I compared that to the same output for ssh, samba, gdm and nginx. Important things like the GUI and remote admin console have to fight equally with all other processes when thrashing happens.

Example memory limits I have on a 16GB RAM system

I wanted to enable hibernate, so I needed a big swap partition. Hence attempting to mitigate with ulimits, etc.

ulimit

I put * hard as 16777216 in /etc/security/limits.d/mem.conf such that no single process would be allowed to request more memory than is physically possible. I won't prevent thrashing all together, but without, just a single process with greedy memory use, or a memory leak, can cause thrashing. E.g. I've seen gnome-contacts suck up 8GB+ of memory when doing mundane things like updating the global address list from an exchange server...

Gnome contacts chewing up RAM

As seen with ulimit -S -v, many distros have this hard and soft limit set as 'unlimited' given, in theory, a process could end up requesting lots of memory but only actively using a subset, and run happily thinking it's been given say 24GB of RAM while the system only has 16GB. The above hard limit will cause processes that might have been able to run fine to abort when the kernel denies their greedy speculative memory requests.

However, it also catches insane things like gnome contacts and instead of loosing my desktop responsiveness, I get a "not enough free memory" error:

enter image description here

Complications setting ulimit for address space (virtual memory)

Unfortunately, some developers like to pretend virtual memory is an infinite resource and setting a ulimit on virtual memory can break some apps. E.g. WebKit (which some gnome apps depend on) added a gigacage security feature which tries to allocate insane amounts of virtual memory and FATAL: Could not allocate gigacage memory errors with a cheeky hint Make sure you have not set a virtual memory limit happen. The work-around, GIGACAGE_ENABLED=no forgoes the security benefits, but likewise, not being allowed to limit virtual memory allocation is also forgoes a security feature (e.g. resource control that can prevent denial of service). Ironically, between gigacage and gnome devs, they seem to forget that limiting memory allocation is itself a security control. And sadly, I noticed the gnome apps that rely on gigacage don't bother to explicitly request a higher limit, so even a soft limit breaks things in this case.

To be fair, if the kernel did a better job of being able to deny memory allocation based on resident memory use instead of virtual memory, then pretending virtual memory is unlimited would be less dangerous.

overcommit

If you prefer applications to be denied memory access and want to stop overcommitting, use the commands below to test how your system behaves when under high memory pressure.

In my case, the default commit ratio was:

$ sysctl vm.overcommit_ratio
vm.overcommit_ratio = 50

But it only comes into full effect when changing the policy to disable overcommiting and apply the ratio

sudo sysctl -w vm.overcommit_memory=2

The ratio implied only 24GB of memory could be allocated overall (16GB RAM*0.5 + 16GB SWAP). So I'd probably never see OOM show up, and effectively be less likely to have processes constantly access memory in swap. But I'll also likely sacrifice overall system efficiency.

This will cause many applications to crash, given it's common for devs to not gracefully handle the OS declining a memory allocation request.

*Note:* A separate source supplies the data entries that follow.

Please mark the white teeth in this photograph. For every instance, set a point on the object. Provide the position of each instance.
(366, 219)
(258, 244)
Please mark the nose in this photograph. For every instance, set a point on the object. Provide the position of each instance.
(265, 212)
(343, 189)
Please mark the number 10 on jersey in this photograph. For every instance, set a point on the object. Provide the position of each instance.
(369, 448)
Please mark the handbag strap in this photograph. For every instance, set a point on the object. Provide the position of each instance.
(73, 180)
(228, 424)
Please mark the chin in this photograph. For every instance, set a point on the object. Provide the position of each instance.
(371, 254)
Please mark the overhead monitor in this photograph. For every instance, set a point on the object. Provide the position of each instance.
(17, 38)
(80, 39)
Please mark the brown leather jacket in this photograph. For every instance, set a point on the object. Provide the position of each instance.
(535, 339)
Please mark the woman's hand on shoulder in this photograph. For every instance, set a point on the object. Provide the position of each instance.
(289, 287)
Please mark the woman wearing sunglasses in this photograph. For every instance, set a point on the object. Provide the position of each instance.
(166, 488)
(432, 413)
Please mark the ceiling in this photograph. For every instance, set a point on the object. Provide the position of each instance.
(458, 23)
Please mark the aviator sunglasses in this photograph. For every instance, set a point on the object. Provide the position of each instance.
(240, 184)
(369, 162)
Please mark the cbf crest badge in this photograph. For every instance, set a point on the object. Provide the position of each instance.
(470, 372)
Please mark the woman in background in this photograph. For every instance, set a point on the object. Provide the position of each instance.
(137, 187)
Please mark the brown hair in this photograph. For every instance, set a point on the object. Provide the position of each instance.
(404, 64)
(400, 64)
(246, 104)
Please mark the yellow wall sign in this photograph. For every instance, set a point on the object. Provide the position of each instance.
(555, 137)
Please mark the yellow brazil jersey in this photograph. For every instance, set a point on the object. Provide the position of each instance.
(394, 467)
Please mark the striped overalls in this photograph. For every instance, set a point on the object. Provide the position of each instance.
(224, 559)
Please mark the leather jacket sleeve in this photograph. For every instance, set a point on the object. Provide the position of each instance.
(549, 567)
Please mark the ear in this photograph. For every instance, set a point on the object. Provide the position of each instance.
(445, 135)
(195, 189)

It trades off the occasional risk of a drawn out lockup due to thrashing (loose all your work after hard reset) to a more frequent risk of various apps crashing. In my testing, it didn't help much because the desktop itself crashed when the system was under memory pressure and it couldn't allocate memory. However, at least consoles and SSH still worked.

How does VM overcommit memory work has more info.

I chose to revert to default for this, sudo sysctl -w vm.overcommit_memory=0, given the whole desktop graphical stack and the applications in it crash nonetheless.